Entidades como a Associação Brasileira de Bares e Restaurantes (Abrasel) reagiram rapidamente à fala do ministro. A associação destacou que não há registro de intoxicações por metanol em bares e que os casos investigados envolvem bebidas adquiridas de fornecedores informais. “É importante destacar que nenhum desses casos foi associado ao consumo de bebidas com metanol em bares: um dos estabelecimentos foi alvo de denúncia de cliente, mas já apresentou nota fiscal comprovando a origem dos produtos; outros foram fechados por falta de nota fiscal, mas em nenhum deles houve qualquer indício de bebida adulterada”, informou a entidade. “O alerta do ministro é o mesmo que já fazemos há anos: só compre de fornecedores confiáveis”, disse a Abrasel.
Bares de São Paulo já sofrem impactos diretos: alguns tiveram queda de movimento, enquanto outros foram obrigados a suspender a venda de destilados por cautela dos clientes. Houve ainda estabelecimentos fechados por questões fiscais, mas sem ligação com metanol.
Importadoras também entraram no debate. A Decanter, uma das maiores do setor de vinhos, divulgou comunicado reafirmando que todos os rótulos que traz ao Brasil passam por análises laboratoriais obrigatórias e chegam com certificação oficial do Ministério da Agricultura. “A Decanter trabalha há quase três décadas oferecendo vinhos autênticos, certificados e seguros. O grupo reafirma seu compromisso com a qualidade e a confiança dos consumidores. Se um produto não tiver nosso contrarrótulo, é contrabando”, reforçou a empresa.

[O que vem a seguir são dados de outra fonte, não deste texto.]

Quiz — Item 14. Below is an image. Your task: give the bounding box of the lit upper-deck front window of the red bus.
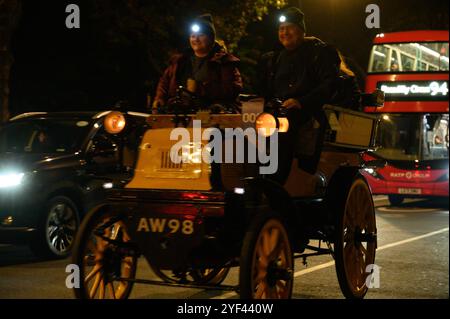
[369,42,449,73]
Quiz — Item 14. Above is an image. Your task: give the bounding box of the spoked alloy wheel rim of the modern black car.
[46,202,78,255]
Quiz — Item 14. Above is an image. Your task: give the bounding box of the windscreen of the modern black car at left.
[0,119,89,153]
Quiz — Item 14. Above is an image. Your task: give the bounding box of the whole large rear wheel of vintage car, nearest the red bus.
[335,178,377,298]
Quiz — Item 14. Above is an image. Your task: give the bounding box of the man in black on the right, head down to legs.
[259,7,340,173]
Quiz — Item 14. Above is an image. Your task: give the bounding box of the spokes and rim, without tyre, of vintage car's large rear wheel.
[342,181,376,297]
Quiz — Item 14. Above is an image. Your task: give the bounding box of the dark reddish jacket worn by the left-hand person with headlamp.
[155,43,243,108]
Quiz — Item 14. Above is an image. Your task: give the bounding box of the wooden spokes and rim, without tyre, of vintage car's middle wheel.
[251,219,293,299]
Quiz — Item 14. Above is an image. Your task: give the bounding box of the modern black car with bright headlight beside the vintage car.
[0,111,148,258]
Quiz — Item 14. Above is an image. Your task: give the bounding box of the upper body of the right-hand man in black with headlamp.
[260,7,341,115]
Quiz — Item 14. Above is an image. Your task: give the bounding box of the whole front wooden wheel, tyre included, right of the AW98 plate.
[239,214,294,299]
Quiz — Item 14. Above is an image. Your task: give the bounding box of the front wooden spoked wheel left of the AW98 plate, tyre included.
[73,210,137,299]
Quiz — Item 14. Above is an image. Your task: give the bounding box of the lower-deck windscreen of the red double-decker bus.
[375,114,449,160]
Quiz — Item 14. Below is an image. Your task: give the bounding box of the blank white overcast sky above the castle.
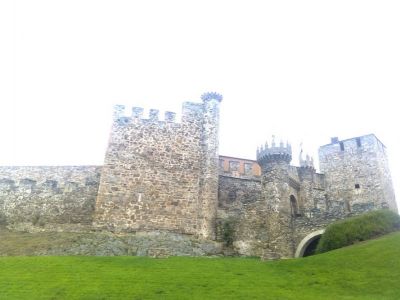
[0,0,400,206]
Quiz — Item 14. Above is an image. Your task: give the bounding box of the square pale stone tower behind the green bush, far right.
[319,134,397,212]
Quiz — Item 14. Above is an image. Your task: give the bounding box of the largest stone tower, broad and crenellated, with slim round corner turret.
[95,93,222,238]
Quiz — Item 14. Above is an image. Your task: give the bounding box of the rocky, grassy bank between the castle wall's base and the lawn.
[0,227,223,257]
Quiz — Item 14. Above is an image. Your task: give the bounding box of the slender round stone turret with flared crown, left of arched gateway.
[257,137,297,258]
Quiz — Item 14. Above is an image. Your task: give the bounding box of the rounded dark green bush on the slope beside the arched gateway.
[316,209,400,253]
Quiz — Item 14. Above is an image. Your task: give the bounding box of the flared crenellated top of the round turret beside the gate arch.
[257,136,292,165]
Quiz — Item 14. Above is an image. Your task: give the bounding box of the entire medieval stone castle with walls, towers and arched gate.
[0,93,397,259]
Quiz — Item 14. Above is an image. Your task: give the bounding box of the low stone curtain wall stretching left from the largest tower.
[0,166,101,227]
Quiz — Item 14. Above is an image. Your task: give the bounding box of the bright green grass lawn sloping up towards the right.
[0,233,400,299]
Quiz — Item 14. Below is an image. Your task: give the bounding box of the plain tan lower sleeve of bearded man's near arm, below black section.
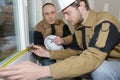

A Aurora Fine Brands, uma das principais importadoras e distribuidoras de bebidas premium no Brasil – responsável por trazer ao país rótulos de destilados internacionais como Absolut, Chivas Regal, Ballantine’s, Beefeater, Havana Club e Malibu – informou que não iria se pronunciar diretamente sobre o tema. Segundo a empresa, por orientação interna, a manifestação caberia à Associação Brasileira de Bebidas (Abrabe). Até a conclusão desta reportagem, porém, a entidade ainda não havia se posicionado.
Drink seguro
Para blindar a credibilidade do setor, bares iniciaram campanhas de prevenção, promovendo o conceito de “drink seguro” e divulgando que só trabalham com produtos certificados. Segundo a Abrasel, Mais de 13 mil profissionais já participaram de treinamentos online oferecidos por associações do setor para identificar e diferenciar bebidas autênticas das falsificadas.
Se grandes marcas e redes de bares conseguem sustentar a confiança com certificações e escala de distribuição, pequenos produtores artesanais, especialmente de gin, temem sofrer com a retração. “O consumidor pode adotar uma postura de desconfiança generalizada”, avalia um empresário do segmento.

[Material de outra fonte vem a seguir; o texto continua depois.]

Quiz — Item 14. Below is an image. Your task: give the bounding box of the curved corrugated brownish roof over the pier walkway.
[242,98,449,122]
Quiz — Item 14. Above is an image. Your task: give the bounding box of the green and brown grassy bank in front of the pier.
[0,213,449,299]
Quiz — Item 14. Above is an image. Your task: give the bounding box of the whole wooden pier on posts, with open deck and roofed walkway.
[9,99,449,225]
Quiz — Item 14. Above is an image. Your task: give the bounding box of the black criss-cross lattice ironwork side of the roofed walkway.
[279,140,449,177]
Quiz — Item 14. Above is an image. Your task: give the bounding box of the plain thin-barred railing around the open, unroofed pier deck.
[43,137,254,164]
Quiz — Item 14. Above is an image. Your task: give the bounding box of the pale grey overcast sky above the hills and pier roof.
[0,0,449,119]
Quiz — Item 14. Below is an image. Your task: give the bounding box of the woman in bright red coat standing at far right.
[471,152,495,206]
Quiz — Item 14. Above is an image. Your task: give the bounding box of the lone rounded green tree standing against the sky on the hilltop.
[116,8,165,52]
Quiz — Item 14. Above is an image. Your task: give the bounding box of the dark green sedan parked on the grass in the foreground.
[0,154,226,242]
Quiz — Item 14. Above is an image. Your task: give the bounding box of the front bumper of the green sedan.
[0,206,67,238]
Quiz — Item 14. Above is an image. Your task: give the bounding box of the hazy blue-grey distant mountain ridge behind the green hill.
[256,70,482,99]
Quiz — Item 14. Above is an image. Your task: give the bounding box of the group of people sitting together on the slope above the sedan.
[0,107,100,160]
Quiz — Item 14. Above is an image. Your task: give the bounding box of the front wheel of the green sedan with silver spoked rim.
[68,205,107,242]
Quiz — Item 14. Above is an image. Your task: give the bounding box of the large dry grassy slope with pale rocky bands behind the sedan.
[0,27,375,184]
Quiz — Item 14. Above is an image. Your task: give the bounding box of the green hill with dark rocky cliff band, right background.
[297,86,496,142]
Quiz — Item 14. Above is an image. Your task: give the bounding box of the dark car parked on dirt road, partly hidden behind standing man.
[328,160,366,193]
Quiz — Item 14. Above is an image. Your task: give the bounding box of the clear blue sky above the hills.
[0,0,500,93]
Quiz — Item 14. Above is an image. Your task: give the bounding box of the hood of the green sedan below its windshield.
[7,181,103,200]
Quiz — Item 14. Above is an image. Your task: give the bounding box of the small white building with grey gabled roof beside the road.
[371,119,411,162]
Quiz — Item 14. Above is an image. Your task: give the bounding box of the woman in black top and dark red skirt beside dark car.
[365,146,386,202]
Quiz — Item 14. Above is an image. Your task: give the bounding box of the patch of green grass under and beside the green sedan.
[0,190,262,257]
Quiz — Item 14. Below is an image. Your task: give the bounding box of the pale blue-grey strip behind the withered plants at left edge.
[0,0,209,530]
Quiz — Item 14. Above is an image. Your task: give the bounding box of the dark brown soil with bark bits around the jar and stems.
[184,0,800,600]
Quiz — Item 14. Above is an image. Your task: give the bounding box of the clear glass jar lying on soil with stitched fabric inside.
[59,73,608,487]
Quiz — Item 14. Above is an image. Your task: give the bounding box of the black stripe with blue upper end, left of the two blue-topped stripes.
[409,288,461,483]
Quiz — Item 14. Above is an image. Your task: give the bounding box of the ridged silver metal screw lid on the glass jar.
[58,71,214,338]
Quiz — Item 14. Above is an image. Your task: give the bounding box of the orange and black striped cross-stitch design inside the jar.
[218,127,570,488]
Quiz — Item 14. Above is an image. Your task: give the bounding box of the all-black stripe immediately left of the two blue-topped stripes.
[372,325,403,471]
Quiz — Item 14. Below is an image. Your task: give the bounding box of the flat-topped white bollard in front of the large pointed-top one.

A Polícia Civil e a Polícia Federal intensificaram ações contra laboratórios e distribuidores ilegais. Um dos focos está na prática de reutilização de garrafas originais para envasar bebidas adulteradas, expediente que confere aparência de legitimidade a produtos irregulares.
Especialistas do setor avaliam que a fala do ministro pode provocar uma mudança temporária no padrão de consumo: queda na procura por destilados incolores (como cachaça, vodka e gin de baixo custo) e leve migração para cervejas e chopes, mais difíceis de adulterar.
Para além do impacto imediato nas vendas, a recomendação do ministro acendeu um alerta estrutural. A indústria de bebidas, de multinacionais a microdestilarias, deve ser pressionada a investir em mecanismos de rastreabilidade mais visíveis ao consumidor, como QR codes de origem e certificações reforçadas.
Se por um lado a fala de Padilha trouxe temor de retração, por outro abre espaço para que empresas sérias se diferenciem e capitalizem em cima da confiança. O conceito de “drink seguro”, antes restrito a campanhas setoriais, pode se consolidar como um novo selo de qualidade para o mercado brasileiro.